Reform Movement Cancels Meeting with Prime Minister Netanyahu

Contact: Lauren Theodore at 212-650-4154

Jerusalem; June 26, 2017 - Leaders of the Reform Movement in Israel and North America have canceled a meeting with Prime Minister Netanyahu scheduled for this coming Thursday.

Rabbi Rick Jacobs, President of the Union for Reform Judaism in North America and a member of the Jewish Agency Board of Governors stated:

Prime Minister Netanyahu and Reform Movement leadership had a meeting scheduled for this Thursday. We called his office this morning and canceled it.

We cannot go about our scheduled meetings as if nothing has happened. The annulment of the Kotel resolution and the passing of the conversion law have caused an acute crisis between the Israeli government and diaspora Jewry. After yesterday's shameful decisions, we feel that at this moment, after more than four years of negotiations, it is not clear that the current Israeli government honors its agreements.

Yesterday the Prime Minister and his government walked away from a compromise agreement regarding the Kotel brokered by JAFI Chairman, Natan Sharansky, turning a cold shoulder to the majority of world Jewry, as well as the Reform Movement within Israel. The Prime Minister made this decision without even a discussion with key leaders of the North American Jewish communities. The decision cannot be seen as anything other than a betrayal, and I see no point to a meeting at this time. We will make our arguments in the Supreme Court. 

I have had the opportunity to meet with Prime Minister Netanyahu on nearly all of my trips to Israel since I became President of the URJ five years ago. In those meetings, which were always friendly, the Prime Minister expressed his commitment to equality for all Jews and to Jewish peoplehood. The Reform Jewish Movement and much of the Jewish world was deeply encouraged 18 months ago, when the Prime Minister and his cabinet passed the Kotel agreement. Over the past 18 months, the Prime Minister, in public and in private, has repeatedly affirmed his commitment to that agreement. Yesterday's decision is an about face from those previous commitments. 

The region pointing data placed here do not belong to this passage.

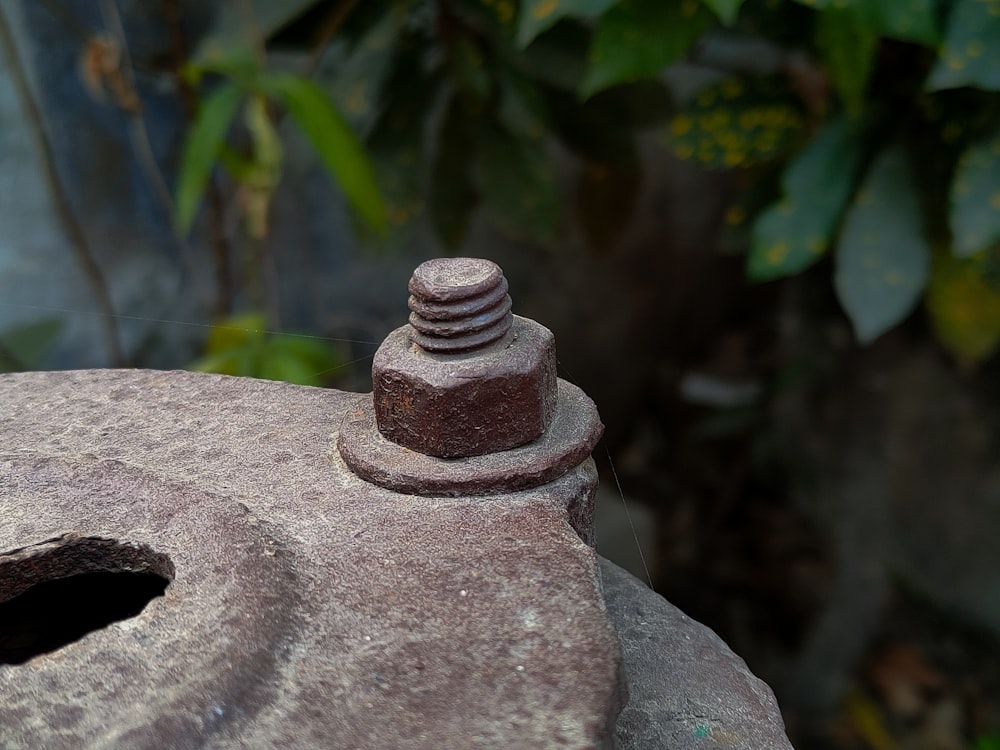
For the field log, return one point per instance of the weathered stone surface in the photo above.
(308, 608)
(686, 689)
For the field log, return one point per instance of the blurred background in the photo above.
(766, 234)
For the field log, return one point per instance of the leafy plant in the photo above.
(246, 83)
(242, 346)
(878, 122)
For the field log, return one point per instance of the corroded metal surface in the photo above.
(574, 432)
(464, 377)
(308, 608)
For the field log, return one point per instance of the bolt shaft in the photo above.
(458, 305)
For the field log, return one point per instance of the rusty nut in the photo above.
(455, 405)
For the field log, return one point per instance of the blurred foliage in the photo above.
(242, 346)
(244, 81)
(879, 121)
(25, 347)
(987, 742)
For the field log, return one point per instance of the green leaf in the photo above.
(964, 308)
(337, 146)
(538, 15)
(287, 369)
(971, 54)
(559, 56)
(453, 196)
(848, 48)
(298, 359)
(358, 79)
(910, 20)
(397, 143)
(975, 198)
(883, 258)
(795, 233)
(726, 10)
(204, 139)
(737, 122)
(638, 38)
(517, 185)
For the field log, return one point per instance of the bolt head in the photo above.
(457, 406)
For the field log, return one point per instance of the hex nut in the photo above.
(467, 404)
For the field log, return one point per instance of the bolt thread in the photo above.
(458, 305)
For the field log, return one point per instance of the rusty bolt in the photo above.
(465, 377)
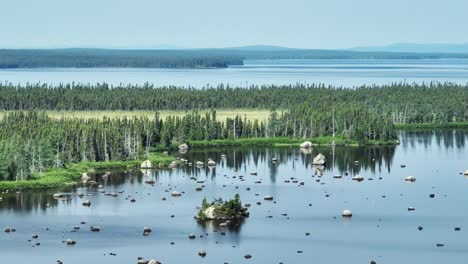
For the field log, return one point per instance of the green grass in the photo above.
(70, 173)
(221, 114)
(433, 125)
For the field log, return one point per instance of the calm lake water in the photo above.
(346, 73)
(381, 229)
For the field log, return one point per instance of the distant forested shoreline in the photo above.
(32, 143)
(186, 58)
(401, 103)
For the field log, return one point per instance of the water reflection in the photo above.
(236, 161)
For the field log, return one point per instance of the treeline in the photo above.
(403, 103)
(91, 58)
(186, 58)
(31, 142)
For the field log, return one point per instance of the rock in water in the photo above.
(85, 177)
(183, 146)
(358, 178)
(347, 213)
(176, 194)
(319, 159)
(146, 164)
(410, 179)
(70, 242)
(306, 144)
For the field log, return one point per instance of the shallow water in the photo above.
(381, 229)
(345, 73)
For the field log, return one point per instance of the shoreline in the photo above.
(70, 174)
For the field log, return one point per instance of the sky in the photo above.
(324, 24)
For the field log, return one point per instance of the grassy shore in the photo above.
(283, 141)
(221, 114)
(451, 125)
(69, 174)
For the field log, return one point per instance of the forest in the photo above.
(184, 58)
(91, 58)
(31, 142)
(435, 103)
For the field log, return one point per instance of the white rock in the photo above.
(85, 177)
(146, 164)
(58, 195)
(211, 162)
(176, 194)
(410, 179)
(358, 178)
(183, 146)
(319, 159)
(210, 212)
(346, 213)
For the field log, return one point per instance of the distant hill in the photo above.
(260, 48)
(417, 48)
(195, 58)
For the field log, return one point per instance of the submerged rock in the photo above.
(211, 162)
(347, 213)
(183, 147)
(59, 195)
(358, 178)
(202, 253)
(146, 164)
(85, 177)
(70, 242)
(176, 194)
(95, 228)
(306, 144)
(319, 159)
(410, 179)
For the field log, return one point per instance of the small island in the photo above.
(222, 210)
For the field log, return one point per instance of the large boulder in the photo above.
(85, 177)
(146, 164)
(306, 144)
(211, 162)
(319, 159)
(183, 148)
(210, 212)
(347, 213)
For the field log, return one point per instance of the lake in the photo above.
(381, 228)
(346, 73)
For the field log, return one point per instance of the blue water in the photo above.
(346, 73)
(381, 229)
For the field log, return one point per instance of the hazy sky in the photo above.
(326, 24)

Our agenda in Israel is full one, and I am looking forward to a heavy schedule of political and organizational meetings along with spending time with our North American teens, congregational missions, and congregations and leaders of the Israel Reform Movement. My work will continue even in the face of these decisions that convey a rejection of bedrock religious principles of a significant majority of North American Jews and a growing number of Jews in Israel. I do so because of our Movement's deep and unshakable commitment to Israel. We will speak to Members of Knesset about maintaining bipartisan support for Israel in the U.S., the peace process, the rights of minorities in Israel, and the cause of religious equality for all streams of Judaism.”